Tutto ciò è avvenuto nel bel mezzo di una crisi economica che ha reso furiosi molti degli ex poveri (milioni di persone, il grande miracolo del Pt al governo) che si erano illusi, nell’era del boom economico lulista (2003-2010) di essere finalmente diventati parte dell’agognata classe media, di poter spendere, di poter comprare. «Io non volevo cambiare Dilma con un altro, un corrotto con un altro, io non volevo Temer. Elezioni, elezioni!» si sente gridare durante i cortei di protesta. «Sergio Moro pensaci tu».

A peggiorare il clima è stata la notizia dell’annacquamento, con una raffica di emendamenti, di un pacchetto di proposte di legge anticorruzione, chiesto dai pm più barricaderi e sostenuto da due milioni di firme. I critici della normativa bocciata dicono che leggi simili sono incompatibili con una democrazia che voglia tutelare anche in minima parte i diritti degli individui. Ma la notizia che un parlamento con decine di inquisiti abbia ammorbidito la legge del «tutti in galera» ha riportato comunque molte persone in piazza.

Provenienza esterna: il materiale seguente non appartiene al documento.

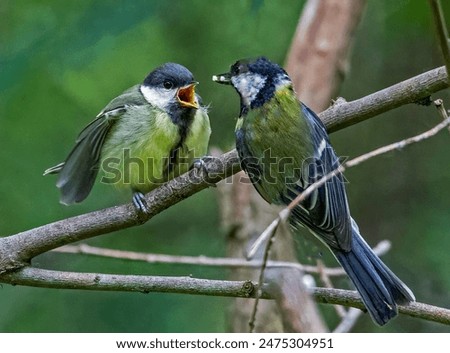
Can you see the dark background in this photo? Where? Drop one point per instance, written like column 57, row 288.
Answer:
column 61, row 62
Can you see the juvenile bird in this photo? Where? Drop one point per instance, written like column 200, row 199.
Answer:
column 149, row 134
column 284, row 147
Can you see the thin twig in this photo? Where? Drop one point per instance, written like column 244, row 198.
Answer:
column 380, row 249
column 36, row 277
column 340, row 310
column 441, row 31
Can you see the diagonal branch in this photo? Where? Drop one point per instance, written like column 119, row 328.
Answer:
column 36, row 277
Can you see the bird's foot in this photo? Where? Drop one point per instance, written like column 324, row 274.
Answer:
column 139, row 203
column 201, row 165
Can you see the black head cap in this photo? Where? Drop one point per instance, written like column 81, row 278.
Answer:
column 169, row 75
column 255, row 80
column 261, row 66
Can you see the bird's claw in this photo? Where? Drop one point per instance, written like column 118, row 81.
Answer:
column 201, row 165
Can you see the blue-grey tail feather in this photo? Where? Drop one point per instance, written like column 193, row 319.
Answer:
column 380, row 289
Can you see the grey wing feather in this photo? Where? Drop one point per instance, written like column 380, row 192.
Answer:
column 77, row 174
column 326, row 212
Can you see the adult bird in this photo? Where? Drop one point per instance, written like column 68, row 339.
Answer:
column 148, row 135
column 284, row 148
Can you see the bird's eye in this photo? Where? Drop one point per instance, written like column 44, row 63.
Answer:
column 168, row 84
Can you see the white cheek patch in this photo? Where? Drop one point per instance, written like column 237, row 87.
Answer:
column 248, row 85
column 158, row 97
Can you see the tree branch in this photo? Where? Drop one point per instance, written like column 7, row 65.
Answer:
column 318, row 59
column 267, row 235
column 416, row 89
column 224, row 262
column 35, row 277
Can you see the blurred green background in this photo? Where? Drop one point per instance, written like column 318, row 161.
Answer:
column 61, row 62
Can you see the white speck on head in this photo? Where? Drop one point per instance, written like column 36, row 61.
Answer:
column 158, row 97
column 282, row 80
column 248, row 84
column 322, row 146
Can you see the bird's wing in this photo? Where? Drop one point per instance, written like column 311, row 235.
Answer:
column 251, row 165
column 78, row 173
column 326, row 211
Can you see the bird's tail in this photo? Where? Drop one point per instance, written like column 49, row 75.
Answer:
column 380, row 289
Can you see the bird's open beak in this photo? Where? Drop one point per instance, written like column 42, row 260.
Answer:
column 223, row 78
column 186, row 96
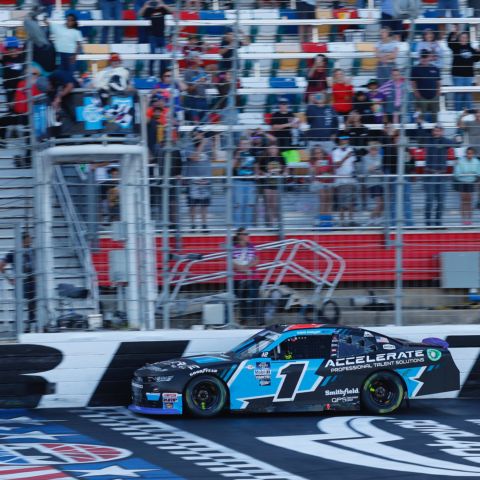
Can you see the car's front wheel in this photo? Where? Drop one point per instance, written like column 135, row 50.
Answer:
column 205, row 396
column 382, row 393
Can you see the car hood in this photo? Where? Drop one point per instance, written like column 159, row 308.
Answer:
column 190, row 363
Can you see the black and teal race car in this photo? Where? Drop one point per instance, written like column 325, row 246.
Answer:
column 304, row 367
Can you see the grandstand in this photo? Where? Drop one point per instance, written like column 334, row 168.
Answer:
column 232, row 144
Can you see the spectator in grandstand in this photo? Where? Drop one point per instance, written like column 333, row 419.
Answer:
column 429, row 42
column 227, row 48
column 387, row 52
column 27, row 258
column 463, row 73
column 426, row 83
column 317, row 76
column 389, row 141
column 68, row 42
column 322, row 170
column 12, row 62
column 306, row 11
column 344, row 158
column 372, row 169
column 246, row 279
column 111, row 10
column 271, row 166
column 245, row 167
column 323, row 122
column 283, row 121
column 197, row 81
column 115, row 78
column 435, row 164
column 466, row 175
column 395, row 94
column 342, row 93
column 389, row 18
column 363, row 106
column 377, row 100
column 155, row 11
column 198, row 170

Chi sono? Molti sono ancora i delusi del miracolo lulista che non vogliono credere che l’epoca delle vacche grasse sia finita. Odiano con la veemenza degli illusi traditi. Sono gli stessi che tre anni fa chiedevano migliori servizi pubblici e opportunità per i giovani (il 25% dei brasiliani ha meno di 15 anni). Sono incattiviti dall’attesa vana di una svolta che non arriva. Sono in parte la nuova classe sociale creata dal primo decennio del primo governo di sinistra nella storia del Brasile. Sono quelli che si sono gonfiati di debiti, convinti dal buon vento spirato durante gli anni di Lula al governo che il boom fosse eterno.

Non vogliono comprensibilmente credere che quel miracolo fosse retto da una meravigliosa congiuntura fatta di prezzi altissimi nel mercato internazionale dell’agrobusiness combinata a una coraggiosa, ma costosissima, politica di ridistribuzione che non ha più i soldi per tenersi in piedi, né una leadership politica in grado di procurarseli. Anche perché quella che c’era è stata spedita in galera dalla stessa magistratura che ora viene invocata come forza salvifica.

Nessuno sembra ricordarsi che la cintura industriale di San Paolo, la gigantesca fabbrica di operai in cui è nato politicamente l’ex presidente Lula e che ha garantito un salario a milioni di persone, è da anni in fase di deindustrializzazione. Difficile che la faccia ripartire il giudice di prima istanza Sergio Moro.